The training-induced increase in fibers’ CSA area has been also found in relation to patients’ aerobic capacity after resistant exercise training. [22] In a previous study held in our Institute [13] we demonstrated that the addition of strength training to an aerobic interval training protocol induced greater muscle strength without lean muscle mass changes. By the findings of the present study, it seems that muscle strength improvement could be due to skeletal muscle fiber CSA changes.

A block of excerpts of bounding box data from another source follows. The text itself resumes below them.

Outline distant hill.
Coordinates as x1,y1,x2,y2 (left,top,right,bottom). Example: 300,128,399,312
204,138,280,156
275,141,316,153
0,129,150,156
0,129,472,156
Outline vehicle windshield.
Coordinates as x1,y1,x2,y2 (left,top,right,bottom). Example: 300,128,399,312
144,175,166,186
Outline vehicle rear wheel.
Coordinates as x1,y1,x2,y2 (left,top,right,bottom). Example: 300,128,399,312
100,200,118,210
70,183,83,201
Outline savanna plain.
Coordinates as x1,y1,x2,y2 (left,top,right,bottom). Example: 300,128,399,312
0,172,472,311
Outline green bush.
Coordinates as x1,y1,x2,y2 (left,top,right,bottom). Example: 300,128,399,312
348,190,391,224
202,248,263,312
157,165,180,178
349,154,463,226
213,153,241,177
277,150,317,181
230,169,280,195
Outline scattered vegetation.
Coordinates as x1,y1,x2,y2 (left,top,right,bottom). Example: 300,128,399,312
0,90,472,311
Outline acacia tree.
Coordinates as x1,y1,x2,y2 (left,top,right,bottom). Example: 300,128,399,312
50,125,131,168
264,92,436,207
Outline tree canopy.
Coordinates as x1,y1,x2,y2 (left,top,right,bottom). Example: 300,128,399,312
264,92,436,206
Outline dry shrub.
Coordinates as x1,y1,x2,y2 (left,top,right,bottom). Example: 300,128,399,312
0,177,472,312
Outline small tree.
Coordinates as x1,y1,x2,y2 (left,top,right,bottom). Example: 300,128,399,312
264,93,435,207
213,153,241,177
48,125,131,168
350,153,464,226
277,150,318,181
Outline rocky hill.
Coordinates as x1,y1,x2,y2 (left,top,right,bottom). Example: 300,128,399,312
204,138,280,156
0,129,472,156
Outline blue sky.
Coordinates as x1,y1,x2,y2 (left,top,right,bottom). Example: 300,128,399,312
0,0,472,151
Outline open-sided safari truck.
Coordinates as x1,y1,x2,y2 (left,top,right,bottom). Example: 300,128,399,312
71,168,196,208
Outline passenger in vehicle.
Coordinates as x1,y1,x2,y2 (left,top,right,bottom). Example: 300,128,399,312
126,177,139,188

The correlation between the increase of type I fibers’ area and the increase of WRp after aerobic exercise training might be partially explained by the fact that the improvement of functional capacity is mainly induced by the improvement of intrinsic muscular oxidative capacity. The increased muscle fiber area could contribute to the increased oxidative content of skeletal muscle. It has been previously shown that changes in skeletal muscle oxidative capacity are correlated with changes in exercise capacity. [1] Additionally, aerobic capacity is correlated to type I fibers’ percentage [2] and improvement of functional capacity after exercise training has been associated with changes in skeletal muscle oxidative capacity as assessed by cytochrome c oxidase-positive mitochondria [4] , by ultrastructure [3] and volume density of mitochondria [5] and by factors associated with the biogenesis of mitochondria. [10] The increased type I fibers’ CSA that was found in our study might contribute to increased oxidative capacity of muscle fiber and therefore increased functional capacity as assessed with WRp.

In our study type II fibers’ area increase was not correlated to the increase of WRp after exercise training. In a previous study was noted an inverse correlation between type IIb fibers and VO2p, while type I fibers were correlated with VO2p2 and thus aerobic fibers seemed to mainly affect aerobic capacity of HF patients.

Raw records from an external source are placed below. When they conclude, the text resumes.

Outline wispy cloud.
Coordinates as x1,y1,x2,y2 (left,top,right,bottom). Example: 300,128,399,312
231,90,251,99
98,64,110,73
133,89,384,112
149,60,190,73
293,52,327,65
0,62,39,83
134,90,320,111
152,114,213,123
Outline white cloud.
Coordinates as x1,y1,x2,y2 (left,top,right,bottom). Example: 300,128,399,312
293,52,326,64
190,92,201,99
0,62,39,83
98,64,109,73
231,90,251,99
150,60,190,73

This study indicates also that exercise training improves the aerobic capacity of HF patients. This finding is in agreement with earlier studies demonstrating the beneficial effects of exercise training on functional capacity, regardless of the different types of exercise that were investigated. [3-15,22]

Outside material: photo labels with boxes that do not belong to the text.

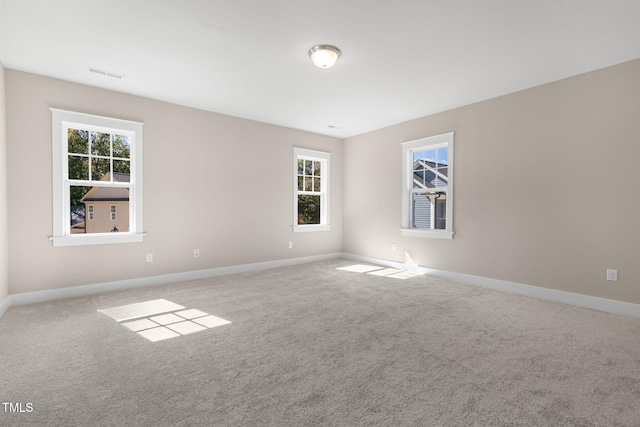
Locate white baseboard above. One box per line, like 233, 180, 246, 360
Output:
342, 253, 640, 317
5, 253, 640, 318
6, 253, 342, 310
0, 295, 11, 319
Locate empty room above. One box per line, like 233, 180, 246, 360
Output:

The main limitation of this study was the small number of patients which does not allow comparison between the three different types of exercise training. Further, larger, randomized studies are needed to confirm the preliminary findings of this case study. Another limitation of the study is that all participants were males limiting conclusions for female population.

In conclusion, this study implies that interval exercise training improves the exercise capacity and could partially reverse skeletal muscle fiber-type distribution of HF patients. High intensity interval training constitutes a training modality for HF patients, which possibly induces pronounced beneficial skeletal muscle changes.